We cross-checked predictions from the new method against historical field data for major onshore CO2 floods with satisfactory results considering the very approximate nature of the estimation. We then applied the method to a selection of offshore oil reservoirs and found that, generally, the larger the remaining oil, which is a function of initial size and current recovery factor, the greater the CO2 storage potential. We also modelled the case of continued injection after ceasing oil production at, or after, CO2 breakthrough and observed that, as expected, the amount of CO2 stored at breakthrough depends on how early this occurs, which is affected by reservoir heterogeneity, whereas continued injection is limited by the headroom between current reservoir pressure and fracture pressure. The overall storage is the result of the interplay between these two mechanisms.
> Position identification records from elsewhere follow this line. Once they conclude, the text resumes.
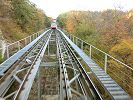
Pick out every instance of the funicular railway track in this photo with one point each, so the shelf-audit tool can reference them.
(23, 61)
(75, 82)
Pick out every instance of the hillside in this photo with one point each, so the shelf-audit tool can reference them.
(109, 30)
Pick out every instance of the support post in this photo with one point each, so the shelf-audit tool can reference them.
(90, 50)
(82, 43)
(76, 41)
(105, 63)
(25, 42)
(7, 52)
(30, 38)
(39, 85)
(73, 39)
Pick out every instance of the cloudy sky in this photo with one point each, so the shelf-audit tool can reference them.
(54, 7)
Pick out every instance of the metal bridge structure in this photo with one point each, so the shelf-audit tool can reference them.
(54, 65)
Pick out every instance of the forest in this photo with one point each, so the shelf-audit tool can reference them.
(110, 31)
(20, 18)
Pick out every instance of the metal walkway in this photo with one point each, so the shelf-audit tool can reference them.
(19, 71)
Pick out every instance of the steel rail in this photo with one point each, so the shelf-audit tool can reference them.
(64, 87)
(72, 60)
(112, 88)
(5, 82)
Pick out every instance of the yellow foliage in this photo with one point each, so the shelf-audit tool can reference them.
(124, 51)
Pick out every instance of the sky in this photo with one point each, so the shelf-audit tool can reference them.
(53, 8)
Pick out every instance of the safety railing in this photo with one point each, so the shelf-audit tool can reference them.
(12, 48)
(119, 71)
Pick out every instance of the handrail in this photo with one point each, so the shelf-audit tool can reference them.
(101, 51)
In the studied fields/reservoirs, we demonstrated that large amounts of CO2 can be stored in terms of absolute mass and that storage of these quantities would represent significant abatement of the emissions generated by burning the incremental oil.
The new method can be used as a screening tool to identify and rank candidate oil fields for combined CO2 enhanced oil recovery and storage in regional, national, or corporate portfolios.